La Roma, quando a fine pomeriggio comincia a far buio (ore 19), riprende il suo percorso in Europa. Riparte da Plzen, la città della Boemia occidentale nota per la sua birra, entrando però in scena dalla porta secondaria, dopo aver fallito, meno di un mese fa, l’accesso alla fase a gironi della Champions, eliminata dal Porto nel play-off. Senza pensare ai possibili introiti che, anche in caso di successo finale, non sarebbero mai nemmeno la metà dei 77 milioni incassati nella stagione scorsa arrivando agli ottavi della principale competizione continentale, i giallorossi devono dimostrare di essere competitivi anche quando escono dal nostro Paese. E, senza essere schizzinosi, dare il giusto peso anche a questo trofeo. Che non va considerato scomodo o, peggio ancora, di consolazione. Il club di Pallotta non si può permettere di snobbarlo proprio perché in bacheca c’è solo il trofeo alzato da Losi all’Olimpico l’11 ottobre del 1961, la Coppa delle Fiere che oggi non esiste più. Il gruppo di Spalletti, secondo in classifica dietro alla Juve dopo 3 giornate di campionato, cerca la riabilitazione in Europa. Qui ha subito la chance di riscattarsi dopo la figuraccia del 23 agosto e al tempo stesso di completarsi proprio sfruttando la nuova avventura. Questo torneo può, dunque, essere usato dalla Roma per fare scuola guida. Cioè per prendere confidenza con le gare internazionali, per migliorare il ranking (51° posto) e per prepararsi a tornare in Champions più matura. Il Viktoria Plzen (43° posto) è campione in carica (4 titoli nelle ultime 6 stagioni) e, come i giallorossi, è caduto nei preliminari contro il Ludogorets. Non va, quindi, sottovalutato. Ne sa qualcosa il Napoli che, nel febbraio 2013, prese 5 reti segna segnarne nemmeno una. Spalletti, pur non trascurando l’impegno infrasettimanale, pensa pure alla sfida di domenica sera al Franchi contro la Fiorentina e annuncia il turn over per risparmiare qualche titolare. Almeno 5 le novità.
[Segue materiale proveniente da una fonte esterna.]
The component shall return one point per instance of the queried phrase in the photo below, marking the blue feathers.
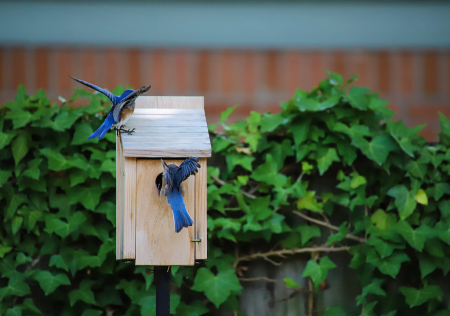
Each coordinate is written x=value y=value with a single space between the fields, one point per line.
x=104 y=128
x=173 y=176
x=115 y=118
x=181 y=217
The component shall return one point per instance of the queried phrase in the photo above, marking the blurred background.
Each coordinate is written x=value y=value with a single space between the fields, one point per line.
x=248 y=53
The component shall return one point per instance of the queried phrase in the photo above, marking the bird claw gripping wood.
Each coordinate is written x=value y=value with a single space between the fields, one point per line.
x=128 y=131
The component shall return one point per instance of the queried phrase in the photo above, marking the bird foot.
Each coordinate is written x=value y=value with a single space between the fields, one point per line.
x=128 y=131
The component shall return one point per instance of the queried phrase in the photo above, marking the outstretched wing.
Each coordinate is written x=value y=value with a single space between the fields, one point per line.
x=127 y=102
x=189 y=167
x=112 y=97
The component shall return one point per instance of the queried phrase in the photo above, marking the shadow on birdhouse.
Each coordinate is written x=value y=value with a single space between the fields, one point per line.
x=173 y=129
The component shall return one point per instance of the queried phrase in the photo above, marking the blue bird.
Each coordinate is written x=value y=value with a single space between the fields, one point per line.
x=172 y=177
x=121 y=110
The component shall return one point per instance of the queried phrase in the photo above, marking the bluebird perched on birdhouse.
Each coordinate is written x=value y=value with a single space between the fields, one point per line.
x=173 y=176
x=121 y=110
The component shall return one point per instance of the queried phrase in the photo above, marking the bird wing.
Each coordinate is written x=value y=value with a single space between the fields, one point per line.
x=127 y=102
x=188 y=167
x=112 y=97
ROTAZIONE EXTRALARGE – La Roma, in ogni settore, sarà diversa da quella vista contro la Sampdoria. Alisson ritroverà il posto. Fin qui ha giocato solo la prima delle due gare con il Porto, restando in panchina in 4 partite su 5. Avranno spazio anche Fazio, accanto a Manolas, e Iturbe che è all’ultima chiamata. Possibile in attacco la staffetta tra Dzeko e Totti che, domenica scorsa, hanno giocato solo nella ripresa. Come spesso è successo in questo avvio di stagione, però, sarà Paredes a dover sostenere l’esame più impegnativo. Senza De Rossi, squalificato per 3 turni (assente anche Emerson, fermato per 2), il giovane regista avrà la responsabilità del palleggio e della costruzione. Nel 4-3-1-2, Peres a destra (colpito in allenamento da Seck è da valutare) e Juan Jesus a sinistra, Florenzi a centrocampo per l’esclusione di Strootman (o Nainggolan) e Perotti trequartista.
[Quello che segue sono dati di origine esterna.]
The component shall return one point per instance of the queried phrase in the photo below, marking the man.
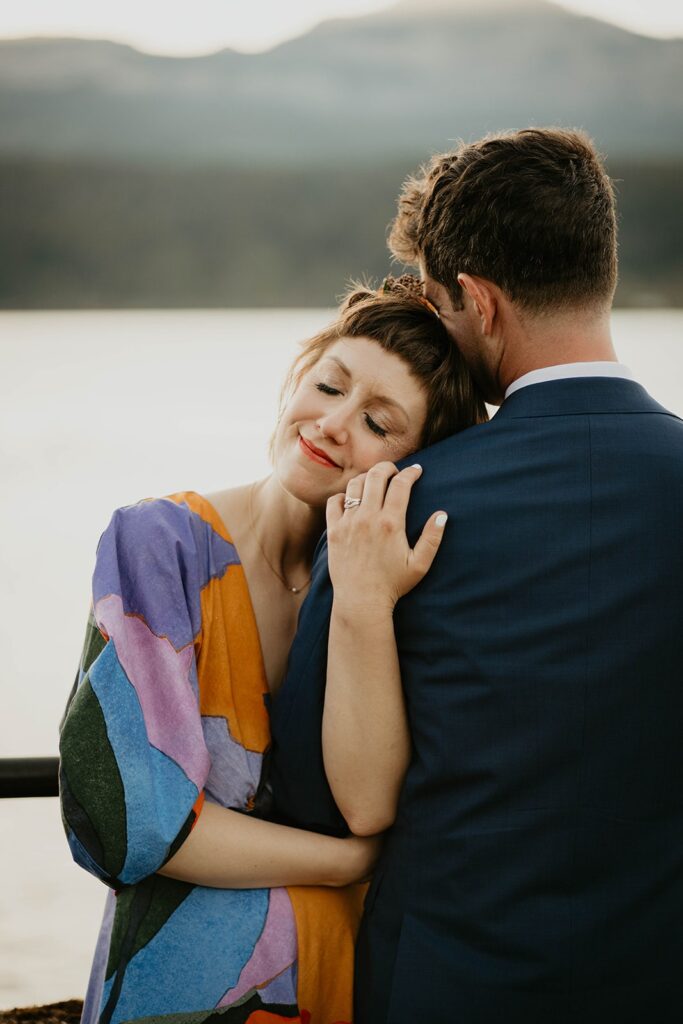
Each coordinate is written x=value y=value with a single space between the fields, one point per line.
x=535 y=869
CURRICULUM SCADENTE – È la quarta volta che la Roma partecipa all’Europa League, senza mai essere però riuscita a superare gli ottavi di finale, piazzamento ottenuto, all’inizio del 2015, con Garcia in panchina, dopo l’eliminazione dalla Champions. La vittoria a Rotterdam contro il Feyenoord, il 25 febbraio di quell’anno, coincide pure con l’ultimo successo esterno. E solo in 8 delle 18 gare giocate in questa competizione i giallorossi hanno conquistato i 3 punti. Anche i precedenti, nei confronti con club della Repubblica Ceca e Slovacchia (o dell’ex Cecoslovacchia: sono stati indipendenti da 23 anni), non sono esaltanti: appena in 2 casi su 7 hanno passato il turno. Entrando alla Doosan Arena, dunque, sarà il caso di ricordarsene, dando un senso al viaggio e riprendendo subito quota nel cielo limpido di Plsen. Anche perché vincere il trofeo dà (quasi) la garanzia di guadagnarsi l’accesso diretto alla prossima Champions (solo se la coppa più prestigiosa se l’aggiudica, però, un club che in campionato ha comunque ottenuto il diritto di parteciparvi).